Student loans: Government reminds borrowers of discharges before payment pause expires
The government is reminding hundreds of thousands of borrowers of their discharged student loans from Corinthian Colleges, ITT Technical Institute, and Marinello Schools of Beauty as the pause on debt payments expires at the end of the year.
Borrowers who received a borrower defense discharge don’t have to resume payments after the forbearance ends on December 31. Collections also won’t resume if they are in default. Borrowers who attended these schools don’t need to apply for the discharge.
The reminders — which are being emailed on Thursday — come as the government has completed 53,000, or 7%, of the 750,000 discharges so far.
“It will take the Department some time to process your discharge,” the letter to borrowers states. “Until the Department completes its work, your eligible loan(s)…will remain paused in forbearance/stopped collections, and we will not ask you to resume making payments. If your loan(s) are in default, we will not attempt to collect on the loan(s) being discharged.”
Borrowers also have 30 days to opt out of the debt discharge. Borrowers who made payments will be refunded by the loan servicer. However, if borrowers have student loan debt outside of these schools, repayment or collections will resume after January 1.
Borrowers can call ED’s borrower defense hotline at (855) 279-6207 if they have questions.
Many of the debt discharge announcements from the Education Department were related to the “closed school loan discharge” and “borrower loan defense discharge” programs.
Borrower defense applications surged after the Obama administration cracked down on predatory for-profit colleges in 2015 and created new regulations, but the mechanism for defrauded borrowers seeking debt relief broke down during the Trump administration under then Education Secretary Betsy DeVos.
Advocates sued the Biden-era Education Department over the slow-moving debt relief process for students who said they had been waiting years for debt relief under the borrower defense to repayment process.
“Since Day One, the Biden-Harris Administration has been working diligently to reinvigorate a borrower defense process after the past administration failed to approve a single set of new findings over their entire tenure,” Education Under Secretary James Kvaal said in a statement.

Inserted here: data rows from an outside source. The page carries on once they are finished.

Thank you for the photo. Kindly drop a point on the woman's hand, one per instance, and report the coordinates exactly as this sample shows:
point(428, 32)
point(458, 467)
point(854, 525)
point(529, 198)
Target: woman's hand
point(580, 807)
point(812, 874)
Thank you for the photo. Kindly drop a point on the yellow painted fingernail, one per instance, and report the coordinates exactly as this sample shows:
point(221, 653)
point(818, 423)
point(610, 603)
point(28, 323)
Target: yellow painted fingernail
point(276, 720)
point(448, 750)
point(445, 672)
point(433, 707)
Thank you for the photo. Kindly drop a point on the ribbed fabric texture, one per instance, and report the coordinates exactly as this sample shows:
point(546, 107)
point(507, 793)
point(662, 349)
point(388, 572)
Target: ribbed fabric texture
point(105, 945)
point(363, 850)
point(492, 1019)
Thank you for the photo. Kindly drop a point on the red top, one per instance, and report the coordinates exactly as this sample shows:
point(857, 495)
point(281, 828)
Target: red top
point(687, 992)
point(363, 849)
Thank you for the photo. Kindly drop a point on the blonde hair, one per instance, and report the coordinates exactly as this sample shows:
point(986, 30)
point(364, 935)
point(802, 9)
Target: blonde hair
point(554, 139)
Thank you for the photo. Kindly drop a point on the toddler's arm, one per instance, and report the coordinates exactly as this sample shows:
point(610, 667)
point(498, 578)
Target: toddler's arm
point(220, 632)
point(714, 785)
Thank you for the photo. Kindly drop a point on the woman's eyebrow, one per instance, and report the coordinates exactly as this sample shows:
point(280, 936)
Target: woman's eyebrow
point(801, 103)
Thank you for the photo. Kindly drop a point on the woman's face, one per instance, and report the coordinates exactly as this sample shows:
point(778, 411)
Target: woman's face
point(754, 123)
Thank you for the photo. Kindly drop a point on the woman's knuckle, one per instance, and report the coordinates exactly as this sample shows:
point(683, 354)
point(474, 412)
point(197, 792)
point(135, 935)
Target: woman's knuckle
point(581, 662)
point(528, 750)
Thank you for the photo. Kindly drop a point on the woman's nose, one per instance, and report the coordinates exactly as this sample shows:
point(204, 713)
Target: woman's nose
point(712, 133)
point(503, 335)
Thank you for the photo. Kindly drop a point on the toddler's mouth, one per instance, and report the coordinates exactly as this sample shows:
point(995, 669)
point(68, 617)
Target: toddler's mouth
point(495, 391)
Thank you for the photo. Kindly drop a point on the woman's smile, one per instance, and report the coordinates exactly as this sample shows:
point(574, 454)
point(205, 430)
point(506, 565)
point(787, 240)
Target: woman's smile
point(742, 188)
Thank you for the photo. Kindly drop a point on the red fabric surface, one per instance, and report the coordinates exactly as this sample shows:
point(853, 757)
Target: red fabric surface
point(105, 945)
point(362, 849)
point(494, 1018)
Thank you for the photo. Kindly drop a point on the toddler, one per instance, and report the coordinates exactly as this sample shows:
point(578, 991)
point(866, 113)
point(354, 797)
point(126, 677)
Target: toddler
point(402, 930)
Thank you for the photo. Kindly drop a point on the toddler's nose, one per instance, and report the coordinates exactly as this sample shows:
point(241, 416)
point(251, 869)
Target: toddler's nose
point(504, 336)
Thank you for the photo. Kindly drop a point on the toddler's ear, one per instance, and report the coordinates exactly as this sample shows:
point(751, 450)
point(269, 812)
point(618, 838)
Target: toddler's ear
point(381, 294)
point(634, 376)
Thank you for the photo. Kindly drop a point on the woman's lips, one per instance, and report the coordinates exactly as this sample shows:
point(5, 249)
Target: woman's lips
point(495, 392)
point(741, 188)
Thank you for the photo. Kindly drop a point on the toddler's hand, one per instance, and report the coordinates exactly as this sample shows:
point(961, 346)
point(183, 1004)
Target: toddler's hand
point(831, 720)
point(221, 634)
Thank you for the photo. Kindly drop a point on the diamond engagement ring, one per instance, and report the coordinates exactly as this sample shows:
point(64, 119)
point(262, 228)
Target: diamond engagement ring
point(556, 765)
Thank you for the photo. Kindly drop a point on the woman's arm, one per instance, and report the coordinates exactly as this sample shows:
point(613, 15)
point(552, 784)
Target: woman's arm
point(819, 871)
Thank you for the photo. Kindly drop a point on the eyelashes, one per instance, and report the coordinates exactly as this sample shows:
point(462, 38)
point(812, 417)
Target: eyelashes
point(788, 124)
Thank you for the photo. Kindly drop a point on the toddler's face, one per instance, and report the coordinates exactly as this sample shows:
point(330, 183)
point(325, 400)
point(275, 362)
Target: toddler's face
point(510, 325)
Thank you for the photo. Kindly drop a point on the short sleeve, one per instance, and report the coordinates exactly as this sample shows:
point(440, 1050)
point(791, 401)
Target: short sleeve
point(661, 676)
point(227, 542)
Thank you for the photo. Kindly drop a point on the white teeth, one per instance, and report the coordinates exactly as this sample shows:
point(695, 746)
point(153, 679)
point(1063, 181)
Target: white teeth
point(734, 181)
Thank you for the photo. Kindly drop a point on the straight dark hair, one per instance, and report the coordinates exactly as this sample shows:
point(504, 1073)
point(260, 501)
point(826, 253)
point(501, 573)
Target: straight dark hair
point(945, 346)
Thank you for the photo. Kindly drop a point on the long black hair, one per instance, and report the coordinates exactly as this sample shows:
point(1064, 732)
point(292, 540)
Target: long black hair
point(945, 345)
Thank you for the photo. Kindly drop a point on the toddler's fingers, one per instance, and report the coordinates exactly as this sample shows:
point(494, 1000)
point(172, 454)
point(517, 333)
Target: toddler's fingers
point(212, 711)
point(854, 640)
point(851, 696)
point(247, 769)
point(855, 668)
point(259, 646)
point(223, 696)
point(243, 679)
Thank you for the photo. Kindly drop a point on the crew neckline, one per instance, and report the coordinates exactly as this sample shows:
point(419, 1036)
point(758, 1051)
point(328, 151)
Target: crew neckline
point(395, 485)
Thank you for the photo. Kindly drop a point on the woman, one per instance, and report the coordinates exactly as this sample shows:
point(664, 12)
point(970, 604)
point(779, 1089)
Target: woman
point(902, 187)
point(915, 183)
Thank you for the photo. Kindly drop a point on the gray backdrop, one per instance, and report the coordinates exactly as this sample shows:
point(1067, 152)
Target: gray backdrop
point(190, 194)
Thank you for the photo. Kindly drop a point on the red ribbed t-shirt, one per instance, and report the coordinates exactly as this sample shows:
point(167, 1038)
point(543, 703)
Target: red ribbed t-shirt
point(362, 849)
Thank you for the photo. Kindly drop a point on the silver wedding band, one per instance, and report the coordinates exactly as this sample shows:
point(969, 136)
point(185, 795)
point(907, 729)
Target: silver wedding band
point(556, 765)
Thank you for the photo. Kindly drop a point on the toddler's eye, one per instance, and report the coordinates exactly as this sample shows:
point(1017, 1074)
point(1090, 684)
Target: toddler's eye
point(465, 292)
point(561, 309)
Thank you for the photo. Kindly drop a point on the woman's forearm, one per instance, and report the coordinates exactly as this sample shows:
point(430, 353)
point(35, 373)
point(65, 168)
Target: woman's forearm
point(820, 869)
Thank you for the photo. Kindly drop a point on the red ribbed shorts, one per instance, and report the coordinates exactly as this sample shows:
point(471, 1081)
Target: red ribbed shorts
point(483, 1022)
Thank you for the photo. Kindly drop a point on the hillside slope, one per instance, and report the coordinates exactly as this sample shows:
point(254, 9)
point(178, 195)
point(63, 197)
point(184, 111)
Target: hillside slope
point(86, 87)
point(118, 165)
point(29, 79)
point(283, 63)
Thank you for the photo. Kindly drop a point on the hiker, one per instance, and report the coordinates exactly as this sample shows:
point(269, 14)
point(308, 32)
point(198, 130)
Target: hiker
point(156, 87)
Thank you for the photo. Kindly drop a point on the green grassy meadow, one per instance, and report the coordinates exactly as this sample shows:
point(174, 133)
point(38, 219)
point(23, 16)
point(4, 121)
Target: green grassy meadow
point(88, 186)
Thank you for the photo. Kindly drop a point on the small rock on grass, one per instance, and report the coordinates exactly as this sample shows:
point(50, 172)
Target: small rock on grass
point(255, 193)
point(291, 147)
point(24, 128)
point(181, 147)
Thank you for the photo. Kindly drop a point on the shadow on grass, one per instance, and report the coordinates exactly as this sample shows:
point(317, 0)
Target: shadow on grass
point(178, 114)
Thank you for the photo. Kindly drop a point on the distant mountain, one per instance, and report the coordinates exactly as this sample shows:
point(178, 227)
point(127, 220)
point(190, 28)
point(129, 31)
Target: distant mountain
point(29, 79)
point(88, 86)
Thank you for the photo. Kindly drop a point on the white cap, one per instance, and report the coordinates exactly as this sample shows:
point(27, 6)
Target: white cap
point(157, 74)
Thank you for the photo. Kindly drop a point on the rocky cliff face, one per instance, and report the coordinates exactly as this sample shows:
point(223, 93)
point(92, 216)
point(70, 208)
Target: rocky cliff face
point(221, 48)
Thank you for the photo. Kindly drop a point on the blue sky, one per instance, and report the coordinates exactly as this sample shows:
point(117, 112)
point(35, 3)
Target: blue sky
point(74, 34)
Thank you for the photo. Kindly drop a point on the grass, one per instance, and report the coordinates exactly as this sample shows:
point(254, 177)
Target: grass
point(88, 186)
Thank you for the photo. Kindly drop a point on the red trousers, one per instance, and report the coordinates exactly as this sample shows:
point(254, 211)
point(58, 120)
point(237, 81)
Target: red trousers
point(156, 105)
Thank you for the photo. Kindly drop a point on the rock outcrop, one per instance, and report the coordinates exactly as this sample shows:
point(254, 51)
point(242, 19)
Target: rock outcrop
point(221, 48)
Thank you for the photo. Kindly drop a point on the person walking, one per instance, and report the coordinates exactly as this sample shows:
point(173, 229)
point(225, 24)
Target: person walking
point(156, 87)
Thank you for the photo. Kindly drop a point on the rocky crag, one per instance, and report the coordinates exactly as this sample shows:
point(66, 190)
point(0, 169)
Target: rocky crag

“In contrast, we’ve approved the most borrower defense claims of any administration, signing off on full relief for more than 1 million borrowers to receive a combined $14 billion in discharges, and ramped up our oversight by reestablishing the Office of Enforcement within FSA. The Biden-Harris Administration will continue to stand up for borrowers who've been cheated by their colleges and clear the backlog created by the previous administration to ensure borrowers receive the relief they deserve.”